Visualizations of large databases are especially useful for seeing the data in context. But, such visualizations rely on the human analyst to visually identify relationships and correlations in the data. On the other hand, data mining techniques are designed to automatically identify correlations in the data, but cannot present the data in context. There is great interest in combining data mining with visualization. A promising approach is to use data mining techniques to steer the user towards the appropriate visualizations. The goal of this project is to develop interfaces for database visualization that use data mining techniques to help users find the relationships in the data that are most relevant to their problems.

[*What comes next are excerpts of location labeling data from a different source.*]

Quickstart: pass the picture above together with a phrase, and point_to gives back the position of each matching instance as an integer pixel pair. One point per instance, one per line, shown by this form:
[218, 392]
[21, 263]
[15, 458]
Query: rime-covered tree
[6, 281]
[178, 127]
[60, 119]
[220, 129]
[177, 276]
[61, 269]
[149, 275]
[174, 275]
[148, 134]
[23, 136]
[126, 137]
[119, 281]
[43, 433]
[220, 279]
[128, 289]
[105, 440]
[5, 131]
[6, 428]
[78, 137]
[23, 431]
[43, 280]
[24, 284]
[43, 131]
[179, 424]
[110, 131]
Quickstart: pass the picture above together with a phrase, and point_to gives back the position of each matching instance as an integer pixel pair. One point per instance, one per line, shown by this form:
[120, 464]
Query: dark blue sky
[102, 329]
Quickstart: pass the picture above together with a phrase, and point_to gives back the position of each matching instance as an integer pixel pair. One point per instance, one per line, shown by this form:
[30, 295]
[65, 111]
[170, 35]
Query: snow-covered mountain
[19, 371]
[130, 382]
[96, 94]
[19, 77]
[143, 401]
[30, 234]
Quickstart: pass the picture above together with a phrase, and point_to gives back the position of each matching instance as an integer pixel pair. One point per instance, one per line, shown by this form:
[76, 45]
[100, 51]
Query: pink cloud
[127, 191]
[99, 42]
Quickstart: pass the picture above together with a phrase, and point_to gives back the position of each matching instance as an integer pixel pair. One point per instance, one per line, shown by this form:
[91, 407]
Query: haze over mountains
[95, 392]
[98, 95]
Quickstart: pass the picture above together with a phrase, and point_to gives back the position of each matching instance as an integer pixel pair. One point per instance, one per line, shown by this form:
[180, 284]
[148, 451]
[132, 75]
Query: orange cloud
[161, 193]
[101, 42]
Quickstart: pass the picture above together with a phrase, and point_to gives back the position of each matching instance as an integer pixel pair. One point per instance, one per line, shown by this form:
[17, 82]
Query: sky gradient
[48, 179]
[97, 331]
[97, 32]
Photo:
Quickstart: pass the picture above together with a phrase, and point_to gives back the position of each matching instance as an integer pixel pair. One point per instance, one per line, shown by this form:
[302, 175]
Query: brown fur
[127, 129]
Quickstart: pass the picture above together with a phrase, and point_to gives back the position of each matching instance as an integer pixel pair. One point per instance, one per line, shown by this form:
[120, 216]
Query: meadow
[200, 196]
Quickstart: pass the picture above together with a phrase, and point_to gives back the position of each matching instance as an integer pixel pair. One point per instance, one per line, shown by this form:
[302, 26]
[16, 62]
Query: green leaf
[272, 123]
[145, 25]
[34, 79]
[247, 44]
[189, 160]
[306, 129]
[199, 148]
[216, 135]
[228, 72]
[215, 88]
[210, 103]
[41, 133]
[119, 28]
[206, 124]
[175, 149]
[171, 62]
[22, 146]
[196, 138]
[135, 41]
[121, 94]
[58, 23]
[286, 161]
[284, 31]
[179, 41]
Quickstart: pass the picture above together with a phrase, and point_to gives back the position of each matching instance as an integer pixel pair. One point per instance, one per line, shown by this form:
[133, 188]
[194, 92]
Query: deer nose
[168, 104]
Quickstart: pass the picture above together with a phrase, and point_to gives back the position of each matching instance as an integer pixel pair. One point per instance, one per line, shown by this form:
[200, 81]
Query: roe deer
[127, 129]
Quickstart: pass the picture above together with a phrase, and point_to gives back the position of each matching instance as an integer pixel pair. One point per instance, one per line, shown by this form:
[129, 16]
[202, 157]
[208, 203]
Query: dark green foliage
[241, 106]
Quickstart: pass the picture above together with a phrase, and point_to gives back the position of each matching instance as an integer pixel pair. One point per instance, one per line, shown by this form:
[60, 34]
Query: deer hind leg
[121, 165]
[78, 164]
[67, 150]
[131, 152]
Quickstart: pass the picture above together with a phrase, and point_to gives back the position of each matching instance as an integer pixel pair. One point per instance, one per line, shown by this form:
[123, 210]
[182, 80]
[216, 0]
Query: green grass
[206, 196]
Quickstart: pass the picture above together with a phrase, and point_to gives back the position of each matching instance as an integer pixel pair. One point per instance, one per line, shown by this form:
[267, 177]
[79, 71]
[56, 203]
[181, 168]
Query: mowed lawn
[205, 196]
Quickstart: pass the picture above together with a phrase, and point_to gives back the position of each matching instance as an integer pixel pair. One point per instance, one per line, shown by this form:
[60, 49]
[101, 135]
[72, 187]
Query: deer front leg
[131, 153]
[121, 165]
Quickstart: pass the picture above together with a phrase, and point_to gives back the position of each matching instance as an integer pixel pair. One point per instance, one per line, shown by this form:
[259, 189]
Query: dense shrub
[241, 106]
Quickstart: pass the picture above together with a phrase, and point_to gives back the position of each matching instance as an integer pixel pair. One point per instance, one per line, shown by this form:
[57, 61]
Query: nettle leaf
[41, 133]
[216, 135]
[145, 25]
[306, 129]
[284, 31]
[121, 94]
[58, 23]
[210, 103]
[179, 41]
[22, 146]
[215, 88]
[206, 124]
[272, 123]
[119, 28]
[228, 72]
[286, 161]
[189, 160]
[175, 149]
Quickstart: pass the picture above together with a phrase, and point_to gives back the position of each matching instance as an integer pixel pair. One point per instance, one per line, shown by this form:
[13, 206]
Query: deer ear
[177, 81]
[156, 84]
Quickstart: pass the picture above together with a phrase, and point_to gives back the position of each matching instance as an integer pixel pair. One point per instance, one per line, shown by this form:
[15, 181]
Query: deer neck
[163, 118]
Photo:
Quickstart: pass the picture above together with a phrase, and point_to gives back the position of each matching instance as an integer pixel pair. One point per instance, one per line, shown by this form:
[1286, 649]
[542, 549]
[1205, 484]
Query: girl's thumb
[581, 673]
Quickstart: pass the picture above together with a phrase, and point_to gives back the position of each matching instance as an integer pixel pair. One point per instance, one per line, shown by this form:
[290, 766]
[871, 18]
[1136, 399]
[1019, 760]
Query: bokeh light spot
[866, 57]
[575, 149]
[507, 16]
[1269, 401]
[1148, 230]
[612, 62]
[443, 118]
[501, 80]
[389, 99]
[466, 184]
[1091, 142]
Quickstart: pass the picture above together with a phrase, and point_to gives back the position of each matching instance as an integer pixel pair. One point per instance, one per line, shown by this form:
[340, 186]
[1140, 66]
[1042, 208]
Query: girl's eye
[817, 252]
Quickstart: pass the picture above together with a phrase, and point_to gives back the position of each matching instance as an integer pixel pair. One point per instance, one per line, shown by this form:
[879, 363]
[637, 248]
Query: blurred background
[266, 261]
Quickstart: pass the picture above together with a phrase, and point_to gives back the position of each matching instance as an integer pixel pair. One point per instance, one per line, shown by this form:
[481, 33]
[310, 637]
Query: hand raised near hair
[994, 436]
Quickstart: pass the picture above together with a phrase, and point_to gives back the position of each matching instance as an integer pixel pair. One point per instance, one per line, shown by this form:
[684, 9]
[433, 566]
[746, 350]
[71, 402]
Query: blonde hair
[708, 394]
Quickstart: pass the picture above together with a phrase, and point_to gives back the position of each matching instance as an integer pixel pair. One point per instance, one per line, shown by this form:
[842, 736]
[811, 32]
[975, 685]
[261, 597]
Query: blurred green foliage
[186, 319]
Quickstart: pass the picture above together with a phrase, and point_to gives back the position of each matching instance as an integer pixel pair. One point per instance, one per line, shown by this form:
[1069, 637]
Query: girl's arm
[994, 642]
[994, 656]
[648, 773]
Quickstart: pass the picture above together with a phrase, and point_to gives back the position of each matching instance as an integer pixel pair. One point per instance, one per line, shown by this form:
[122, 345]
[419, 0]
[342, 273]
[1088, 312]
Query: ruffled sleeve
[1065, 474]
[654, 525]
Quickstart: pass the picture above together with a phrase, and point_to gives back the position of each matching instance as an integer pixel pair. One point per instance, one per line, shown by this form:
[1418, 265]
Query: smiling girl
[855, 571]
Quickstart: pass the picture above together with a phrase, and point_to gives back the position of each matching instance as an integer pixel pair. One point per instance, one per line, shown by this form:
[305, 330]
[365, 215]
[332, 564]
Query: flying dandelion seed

Cartograms are maps that scale the area of a region to reflect some other data (e.g. population). As noted by the cartogram central website, cartographers have developed many different types of cartograms. We are beginning to see algorithms capable of generating some types of cartograms. Many of the algorithms use optimization techniques to design a cartogram that maintains a particular set of constraints. One project in this area is to develop a new algorithm for creating cartograms. The project could focus on identifying a particular set of constraints that are important for creating a particular type of cartogram and then implementing the constraints using standard optimization techniques. For example, you might develop an algorithm for producing Dorling cartograms.
Companies such as A9 and Google as well as a number of research groups are starting to collect digitized images of city streets. Typically the imagery shows houses and storefronts along the streets. Michael Koller's seamless city is a collection of such imagery for some streets in San Francisco. Marc Levoy's group has also collected a nice set of such images. These images have the potential to significantly enhance the usefulness of maps - particularly route maps depicting driving directions. In fact it is common practice in some hand-designed map to show a plan view (top-down) of the roads with frontal views of the buildings along the roads. This project would be aimed at developing an algorithm for automatically laying out the city-scan imagery in the form of a map.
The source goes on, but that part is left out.